Herb Lamb and Green Beans
Pluck the leaves from half the thyme. Pluck the leaves from the rosemary. Place the leg of lamb in a freezer bag with 2 tablespoons oil, lemon zest, thyme, garlic and rosemary and marinate in the refrigerator overnight. Remove the meat from the refrigerator 1 hour before cooking and bring to room temperature.
Preheat the oven to 80°C (approximately 175°F). Remove the leg of lamb, herbs and garlic from the freezer bag. Season the meat well with salt and pepper. Heat a shallow roasting pan over medium-high heat and brown the lamb, garlic and herbs for 8 - 10 minutes. Place the remaining fresh thyme on the lamb and bake for 6 hours.
Approximately 40 minutes before the end of cooking rinse and trim the green beans. Blanch the green beans in boiling salted water until al dente, about 6 to 8 minutes. Drain and mix with 1 teaspoon butter.

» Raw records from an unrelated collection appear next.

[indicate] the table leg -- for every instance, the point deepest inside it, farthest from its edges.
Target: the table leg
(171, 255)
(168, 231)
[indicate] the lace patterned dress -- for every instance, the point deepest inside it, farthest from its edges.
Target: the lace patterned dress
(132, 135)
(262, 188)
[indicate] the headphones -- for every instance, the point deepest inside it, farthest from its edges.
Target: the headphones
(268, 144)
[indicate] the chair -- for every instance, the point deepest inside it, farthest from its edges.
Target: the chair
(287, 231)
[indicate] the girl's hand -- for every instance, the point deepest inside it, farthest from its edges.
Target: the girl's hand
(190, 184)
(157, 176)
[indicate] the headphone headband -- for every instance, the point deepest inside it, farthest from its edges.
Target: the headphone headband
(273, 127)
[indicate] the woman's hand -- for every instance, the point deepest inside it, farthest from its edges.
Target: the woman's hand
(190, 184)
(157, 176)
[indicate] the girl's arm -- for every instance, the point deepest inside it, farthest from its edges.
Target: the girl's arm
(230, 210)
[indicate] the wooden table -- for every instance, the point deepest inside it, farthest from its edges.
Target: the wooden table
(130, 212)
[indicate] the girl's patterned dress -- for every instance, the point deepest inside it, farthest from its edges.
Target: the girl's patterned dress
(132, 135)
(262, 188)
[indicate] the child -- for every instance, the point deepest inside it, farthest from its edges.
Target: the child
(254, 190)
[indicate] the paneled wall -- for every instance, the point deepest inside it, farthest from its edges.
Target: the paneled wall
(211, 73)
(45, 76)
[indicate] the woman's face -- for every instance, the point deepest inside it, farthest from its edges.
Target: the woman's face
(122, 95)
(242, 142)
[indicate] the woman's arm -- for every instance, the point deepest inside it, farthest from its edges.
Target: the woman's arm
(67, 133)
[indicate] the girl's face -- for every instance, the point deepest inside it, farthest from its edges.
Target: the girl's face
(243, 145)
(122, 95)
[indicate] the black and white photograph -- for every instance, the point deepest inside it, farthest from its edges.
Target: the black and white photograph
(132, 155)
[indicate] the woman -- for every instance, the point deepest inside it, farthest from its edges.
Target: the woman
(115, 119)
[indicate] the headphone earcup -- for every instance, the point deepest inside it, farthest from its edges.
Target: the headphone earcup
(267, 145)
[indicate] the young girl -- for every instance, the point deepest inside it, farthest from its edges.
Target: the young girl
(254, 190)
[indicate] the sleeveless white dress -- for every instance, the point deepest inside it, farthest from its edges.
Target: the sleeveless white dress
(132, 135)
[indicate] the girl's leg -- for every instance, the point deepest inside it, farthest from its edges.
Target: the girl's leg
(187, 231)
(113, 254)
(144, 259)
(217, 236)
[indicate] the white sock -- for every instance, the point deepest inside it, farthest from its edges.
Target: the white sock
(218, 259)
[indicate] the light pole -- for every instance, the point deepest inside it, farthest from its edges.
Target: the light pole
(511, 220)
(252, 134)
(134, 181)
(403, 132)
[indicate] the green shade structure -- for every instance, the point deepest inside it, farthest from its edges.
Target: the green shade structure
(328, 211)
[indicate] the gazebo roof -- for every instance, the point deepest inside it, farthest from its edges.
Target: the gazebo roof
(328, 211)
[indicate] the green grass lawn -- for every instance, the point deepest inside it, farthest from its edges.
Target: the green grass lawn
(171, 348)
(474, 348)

Combine lemon juice and 150 ml (approximately 2/3 cup) water mix and pour into the roasting pan. Increase the oven temperature to 250°C (approximately 480°F) and bake for 10 to 12 minutes, until golden, turning once.
Remove the lamb from the oven. Cut the meat into slices from the bone. Serve on preheated plates with the gravy from the roasting pan and the buttered green beans.